Before Judges Espinosa and Guadagno.

 

On appeal from the Superior Court of New Jersey, Law Division, Hudson County, Indictment No. 06-02-0353.

 

Joseph E. Krakora, Public Defender, attorney for appellant (Brian D. Driscoll, Designated Counsel, on the brief).

 

Gaetano T. Gregory, Acting Hudson County Prosecutor, attorney for respondent (Michelle Ditzhazy, Special Deputy Attorney General/Acting Assistant Prosecutor, on the brief).


PER CURIAM


Defendant Edward Velez appeals from an October 21, 2010 Law Division order denying his petition for post-conviction relief (PCR).
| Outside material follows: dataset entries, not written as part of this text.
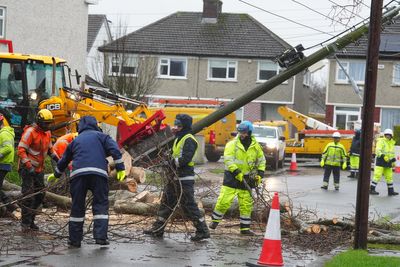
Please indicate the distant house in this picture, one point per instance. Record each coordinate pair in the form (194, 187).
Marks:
(210, 55)
(47, 27)
(343, 104)
(98, 35)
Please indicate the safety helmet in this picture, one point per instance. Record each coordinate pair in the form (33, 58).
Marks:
(388, 131)
(245, 126)
(44, 116)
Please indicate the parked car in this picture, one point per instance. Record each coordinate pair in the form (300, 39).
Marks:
(272, 140)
Defendant claims that his trial counsel was ineffective during plea negotiations and the plea hearing and that his sentence was illegal. We have considered his arguments in light of the facts and applicable law, and we affirm the order denying his petition.

During the early morning hours of October 16, 2005, defendant was driving a car with Ricardo Figueroa when they encountered Juan Peguero walking along Graham Street in Jersey City. Defendant and Figueroa identified themselves as police officers and forced Peguero into their car. As they were driving, Peguero was asked several times where his drugs were. Each time he replied that he had no drugs. Peguero was then told to empty his pockets. He complied, leaving his cell phone, $130 in cash, a debit card, and a set of house keys in the car. Peguero was dropped off on Graham Street and reported the incident to police.
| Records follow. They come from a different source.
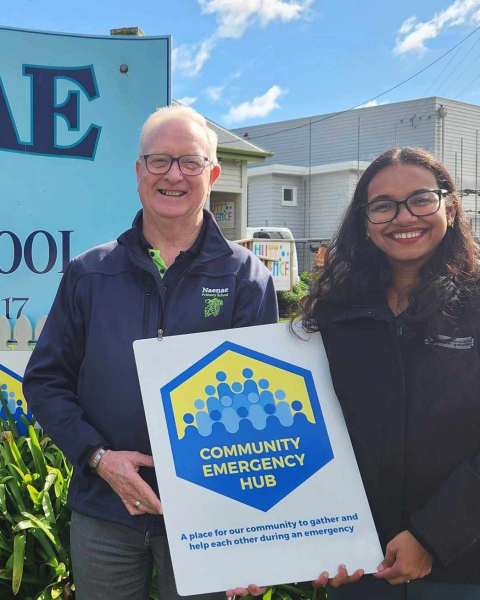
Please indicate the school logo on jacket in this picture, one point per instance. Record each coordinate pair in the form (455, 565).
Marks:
(212, 307)
(246, 425)
(13, 403)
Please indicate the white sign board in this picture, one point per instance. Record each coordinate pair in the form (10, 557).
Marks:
(224, 213)
(255, 467)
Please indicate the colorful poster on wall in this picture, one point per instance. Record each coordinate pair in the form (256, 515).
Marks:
(71, 110)
(281, 269)
(224, 213)
(12, 369)
(256, 471)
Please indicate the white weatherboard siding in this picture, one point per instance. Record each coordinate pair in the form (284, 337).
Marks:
(231, 186)
(330, 197)
(336, 139)
(330, 149)
(260, 201)
(230, 179)
(462, 121)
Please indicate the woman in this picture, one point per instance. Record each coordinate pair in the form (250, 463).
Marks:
(398, 308)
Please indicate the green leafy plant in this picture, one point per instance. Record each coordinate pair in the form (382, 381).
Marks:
(298, 591)
(34, 517)
(289, 301)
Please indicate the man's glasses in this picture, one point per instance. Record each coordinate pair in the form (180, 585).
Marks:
(420, 204)
(189, 164)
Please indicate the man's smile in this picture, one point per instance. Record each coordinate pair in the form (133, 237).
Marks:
(176, 193)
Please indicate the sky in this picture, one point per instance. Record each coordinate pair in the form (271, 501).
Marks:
(245, 62)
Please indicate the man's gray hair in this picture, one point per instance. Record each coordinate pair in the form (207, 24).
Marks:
(178, 112)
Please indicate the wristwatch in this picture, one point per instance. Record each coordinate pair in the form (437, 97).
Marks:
(97, 458)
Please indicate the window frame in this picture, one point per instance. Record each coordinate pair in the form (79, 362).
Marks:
(294, 195)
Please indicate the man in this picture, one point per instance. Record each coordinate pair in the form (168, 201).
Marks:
(81, 382)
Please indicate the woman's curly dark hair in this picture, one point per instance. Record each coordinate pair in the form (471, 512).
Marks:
(354, 266)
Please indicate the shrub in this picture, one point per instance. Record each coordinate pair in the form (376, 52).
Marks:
(34, 518)
(289, 301)
(299, 591)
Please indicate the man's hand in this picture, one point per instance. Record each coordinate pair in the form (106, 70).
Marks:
(341, 578)
(252, 589)
(406, 559)
(120, 471)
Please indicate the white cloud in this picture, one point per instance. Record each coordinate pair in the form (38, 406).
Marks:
(190, 58)
(233, 18)
(187, 100)
(214, 93)
(372, 103)
(260, 106)
(412, 35)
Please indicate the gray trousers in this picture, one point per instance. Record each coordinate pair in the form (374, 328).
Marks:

Closed-circuit television monitors captured the abduction on videotape and police were able to identify the license plate of the vehicle. The registration was traced to defendant s girlfriend who told police she had lent defendant her car for the night.

A Hudson County grand jury returned a three-count indictment charging defendant and Figueroa with second-degree kidnapping, N.J.S.A. 2C:13-1(b) (count one); second-degree robbery, N.J.S.A. 2C:15-1 (count two); and fourth-degree impersonating a law enforcement officer, N.J.S.A. 2C:28-8(b) (count three).

On the scheduled trial date, defendant pled guilty to counts one and three pursuant to a plea agreement. The agreement provided that, on count one, the State would be free to seek a sentence of fifteen years with an 85% period of parole ineligibility. As to count three, the State could seek up to five years, with both sentences running concurrently. The court informed defendant that it was required to impose a sentence between ten and fifteen years, due to defendant's record as a persistent offender.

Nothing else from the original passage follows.